Self taught learning
Autor
Prateekshit Pandey
Last Updated
hace 11 años
License
Other (as stated in the work)
Resumen
Based on the paper "Self-taught learning: Transfer Learning from Unlabeled Data"
\documentclass{beamer}
%
% Choose how your presentation looks.
%
% For more themes, color themes and font themes, see:
% http://deic.uab.es/~iblanes/beamer_gallery/index_by_theme.html
%
\usepackage{multirow}
\mode<presentation>
{
\usetheme{Darmstadt} % or try Darmstadt, Madrid, Warsaw, ...
\usecolortheme{default} % or try albatross, beaver, crane, ...
\usefonttheme{default} % or try serif, structurebold, ...

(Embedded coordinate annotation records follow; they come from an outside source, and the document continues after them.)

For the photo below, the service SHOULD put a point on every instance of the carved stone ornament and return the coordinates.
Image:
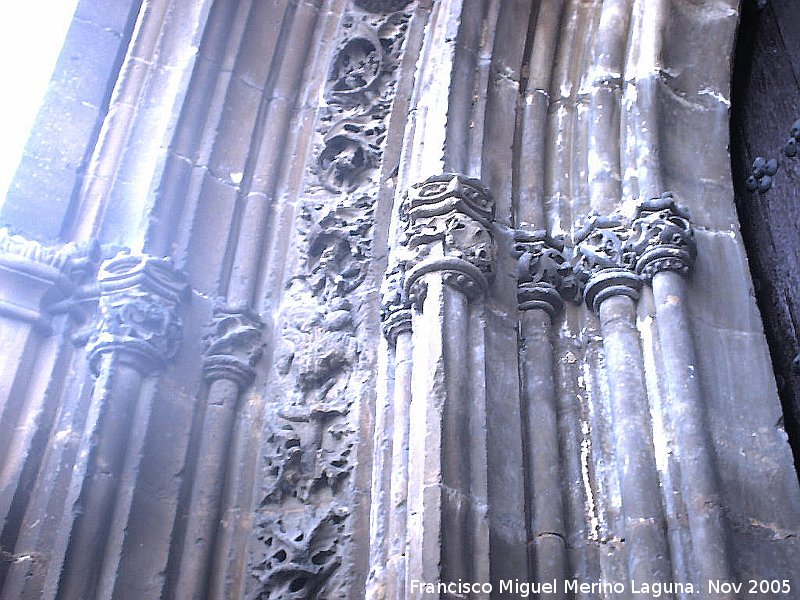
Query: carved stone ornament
(232, 345)
(544, 272)
(359, 92)
(40, 280)
(351, 149)
(138, 306)
(300, 552)
(603, 261)
(448, 229)
(395, 307)
(380, 6)
(662, 239)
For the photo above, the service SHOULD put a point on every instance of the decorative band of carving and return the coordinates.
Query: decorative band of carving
(38, 278)
(611, 282)
(443, 194)
(544, 272)
(662, 238)
(458, 273)
(138, 312)
(232, 345)
(395, 307)
(448, 229)
(604, 262)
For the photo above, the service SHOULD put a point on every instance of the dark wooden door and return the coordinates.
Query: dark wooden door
(765, 104)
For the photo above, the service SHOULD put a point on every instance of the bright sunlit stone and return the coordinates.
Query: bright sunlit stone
(32, 33)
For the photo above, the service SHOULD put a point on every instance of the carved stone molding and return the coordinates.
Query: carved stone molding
(662, 238)
(138, 311)
(359, 93)
(603, 261)
(232, 345)
(38, 279)
(544, 272)
(448, 229)
(379, 6)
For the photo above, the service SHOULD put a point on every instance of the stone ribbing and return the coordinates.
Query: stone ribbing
(664, 248)
(262, 96)
(127, 163)
(137, 333)
(448, 265)
(39, 284)
(232, 349)
(611, 290)
(545, 281)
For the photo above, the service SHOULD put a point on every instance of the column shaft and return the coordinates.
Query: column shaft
(547, 546)
(645, 534)
(698, 474)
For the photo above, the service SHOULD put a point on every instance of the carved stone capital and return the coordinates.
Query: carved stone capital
(395, 305)
(37, 279)
(232, 345)
(603, 262)
(662, 238)
(448, 229)
(138, 306)
(545, 278)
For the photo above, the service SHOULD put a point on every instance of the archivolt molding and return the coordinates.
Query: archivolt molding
(545, 275)
(232, 345)
(662, 238)
(304, 515)
(48, 277)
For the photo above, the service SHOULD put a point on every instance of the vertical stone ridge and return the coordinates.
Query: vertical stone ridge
(305, 514)
(611, 289)
(40, 283)
(138, 331)
(545, 281)
(438, 522)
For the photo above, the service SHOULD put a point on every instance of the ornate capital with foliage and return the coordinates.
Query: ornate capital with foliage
(139, 300)
(603, 261)
(662, 238)
(545, 278)
(232, 345)
(448, 229)
(39, 280)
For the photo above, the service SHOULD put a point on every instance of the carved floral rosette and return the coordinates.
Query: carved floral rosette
(603, 261)
(138, 311)
(448, 230)
(662, 238)
(232, 345)
(545, 277)
(359, 95)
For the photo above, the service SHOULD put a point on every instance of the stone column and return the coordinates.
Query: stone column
(450, 262)
(545, 280)
(232, 348)
(612, 289)
(138, 332)
(664, 247)
(37, 282)
(396, 318)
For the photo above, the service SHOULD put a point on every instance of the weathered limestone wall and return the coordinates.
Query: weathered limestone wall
(426, 312)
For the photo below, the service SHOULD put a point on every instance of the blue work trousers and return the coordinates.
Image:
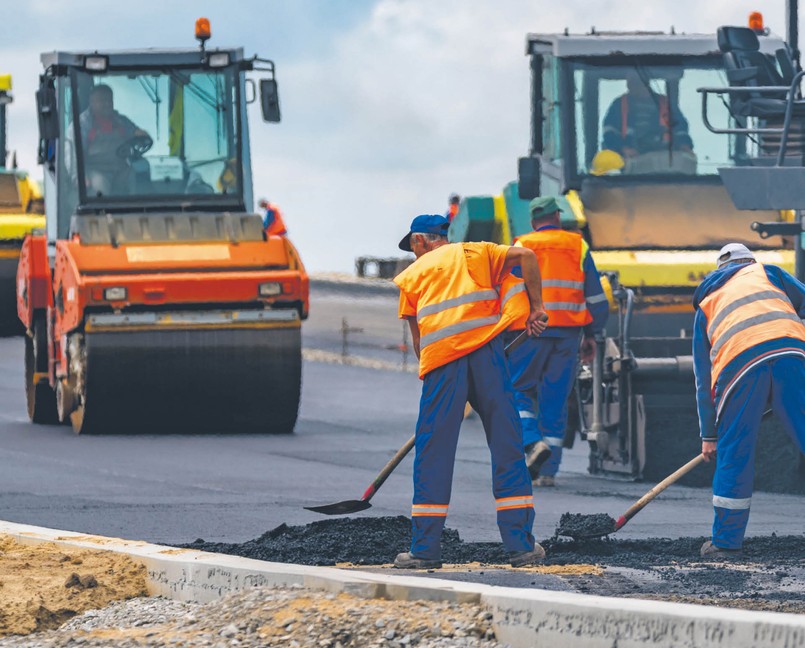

\setbeamertemplate{navigation symbols}{}
\setbeamertemplate{caption}[numbered]
}
\usepackage[english]{babel}
\usepackage[utf8x]{inputenc}
\title[]{Self taught Learning}
\subtitle{Based on the paper "Self-taught learning: Transfer Learning from Unlabeled Data"}
\author{Prateekshit Pandey}
\institute{BTech CSE, 2nd year}
\date{January 3, 2014}
\begin{document}
\begin{frame}
\titlepage
\end{frame}
% Uncomment these lines for an automatically generated outline.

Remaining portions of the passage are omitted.